Rates Could Soar or Go Negative as Fed Pause Divides Wall Street
Comment of the Day

November 04 2019

Commentary by Eoin Treacy

Rates Could Soar or Go Negative as Fed Pause Divides Wall Street

This article for by Liz Capo McCormick Bloomberg may be of interest to subscribers. Here is a section:

The message from the Fed, combined with solid U.S. job creation last month and optimism about U.S.-China trade talks, has pushed expectations for the next rate cut well into 2020. Fed fund futures aren’t penciling in a full quarter point cut until about September.

The yield move London-based Panigirtzoglou envisions would mirror what happened when the Fed engineered a similar three-quarter-point cut in a counter cycle maneuver in 1995. JPMorgan’s U.S.-based rates team is more sanguine, lifting its Treasury yield forecasts to 1.65% for year-end 2019 and 1.85% for mid-2020. That would be little changed from around 1.79% Monday.

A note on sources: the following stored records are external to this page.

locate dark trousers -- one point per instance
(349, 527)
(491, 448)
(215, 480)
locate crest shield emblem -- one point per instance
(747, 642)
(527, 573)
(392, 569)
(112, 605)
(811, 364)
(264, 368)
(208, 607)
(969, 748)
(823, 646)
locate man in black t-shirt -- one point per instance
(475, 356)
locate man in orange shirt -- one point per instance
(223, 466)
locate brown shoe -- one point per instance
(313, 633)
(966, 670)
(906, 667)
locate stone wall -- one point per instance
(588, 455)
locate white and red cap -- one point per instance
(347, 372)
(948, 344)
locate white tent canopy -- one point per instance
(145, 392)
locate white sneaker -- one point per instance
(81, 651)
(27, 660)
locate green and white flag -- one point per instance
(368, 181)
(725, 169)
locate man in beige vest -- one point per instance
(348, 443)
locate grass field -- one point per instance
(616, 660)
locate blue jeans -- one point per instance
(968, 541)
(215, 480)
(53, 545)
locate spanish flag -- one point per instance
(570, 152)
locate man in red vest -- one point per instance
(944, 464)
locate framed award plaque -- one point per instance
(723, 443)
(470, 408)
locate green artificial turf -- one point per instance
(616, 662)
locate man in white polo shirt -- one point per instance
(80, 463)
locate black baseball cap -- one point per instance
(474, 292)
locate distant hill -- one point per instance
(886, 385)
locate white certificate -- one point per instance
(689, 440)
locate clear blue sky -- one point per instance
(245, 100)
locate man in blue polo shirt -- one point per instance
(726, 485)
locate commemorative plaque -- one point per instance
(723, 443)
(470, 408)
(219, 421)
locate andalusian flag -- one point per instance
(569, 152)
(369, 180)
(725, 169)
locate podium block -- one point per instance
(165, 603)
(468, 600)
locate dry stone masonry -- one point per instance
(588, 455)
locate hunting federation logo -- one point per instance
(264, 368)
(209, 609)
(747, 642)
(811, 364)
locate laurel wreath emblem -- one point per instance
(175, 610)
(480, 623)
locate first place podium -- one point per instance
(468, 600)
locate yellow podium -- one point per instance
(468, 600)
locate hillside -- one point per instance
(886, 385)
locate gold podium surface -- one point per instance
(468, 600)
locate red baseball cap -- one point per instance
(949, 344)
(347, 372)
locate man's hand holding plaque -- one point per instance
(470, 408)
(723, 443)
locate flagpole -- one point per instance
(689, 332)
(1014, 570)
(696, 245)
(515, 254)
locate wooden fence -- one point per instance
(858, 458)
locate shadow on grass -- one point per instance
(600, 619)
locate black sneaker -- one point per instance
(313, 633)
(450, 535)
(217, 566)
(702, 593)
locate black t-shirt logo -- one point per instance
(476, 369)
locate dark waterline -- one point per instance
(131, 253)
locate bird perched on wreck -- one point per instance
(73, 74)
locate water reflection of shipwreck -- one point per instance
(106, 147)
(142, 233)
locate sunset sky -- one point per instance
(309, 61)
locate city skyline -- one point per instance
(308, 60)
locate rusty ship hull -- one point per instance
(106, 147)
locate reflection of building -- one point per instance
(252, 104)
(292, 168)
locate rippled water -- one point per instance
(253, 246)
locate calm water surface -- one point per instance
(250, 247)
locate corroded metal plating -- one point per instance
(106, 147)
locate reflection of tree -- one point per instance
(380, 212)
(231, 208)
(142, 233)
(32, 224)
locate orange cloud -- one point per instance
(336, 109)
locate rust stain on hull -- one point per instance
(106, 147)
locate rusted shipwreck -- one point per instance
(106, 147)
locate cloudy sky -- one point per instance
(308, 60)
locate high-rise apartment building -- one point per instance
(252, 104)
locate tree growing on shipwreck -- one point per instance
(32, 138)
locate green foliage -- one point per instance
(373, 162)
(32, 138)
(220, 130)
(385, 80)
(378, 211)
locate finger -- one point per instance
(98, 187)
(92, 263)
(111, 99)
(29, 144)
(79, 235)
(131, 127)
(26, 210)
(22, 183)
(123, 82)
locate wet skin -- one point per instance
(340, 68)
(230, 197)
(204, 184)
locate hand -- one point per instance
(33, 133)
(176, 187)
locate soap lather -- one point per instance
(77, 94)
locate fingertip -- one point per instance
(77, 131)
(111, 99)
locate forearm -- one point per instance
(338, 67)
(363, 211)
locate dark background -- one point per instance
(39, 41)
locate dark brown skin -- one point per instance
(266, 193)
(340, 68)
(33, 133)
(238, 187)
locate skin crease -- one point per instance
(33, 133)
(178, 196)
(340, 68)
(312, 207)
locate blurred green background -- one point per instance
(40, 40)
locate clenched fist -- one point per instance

Panigirtzoglou did add some big caveats to his bolder prediction. It assumes that the U.S. macro picture remains consistent with a mid-cycle adjustment, with resilience in employment and consumer confidence, as well as a rebound in manufacturing.

Eoin Treacy's view

These two views are not mutually exclusive. The outlook for rates is quite capable of fulfilling both scenarios, just not at the same time. Right now, the case for a mid-cycle slowdown, like what was seen in the mid ‘90s, is looking increasingly credible as stock markets push new highs and cyclicals return to outperformance. The argument for even lower yields is looking like an increasingly distant possibility.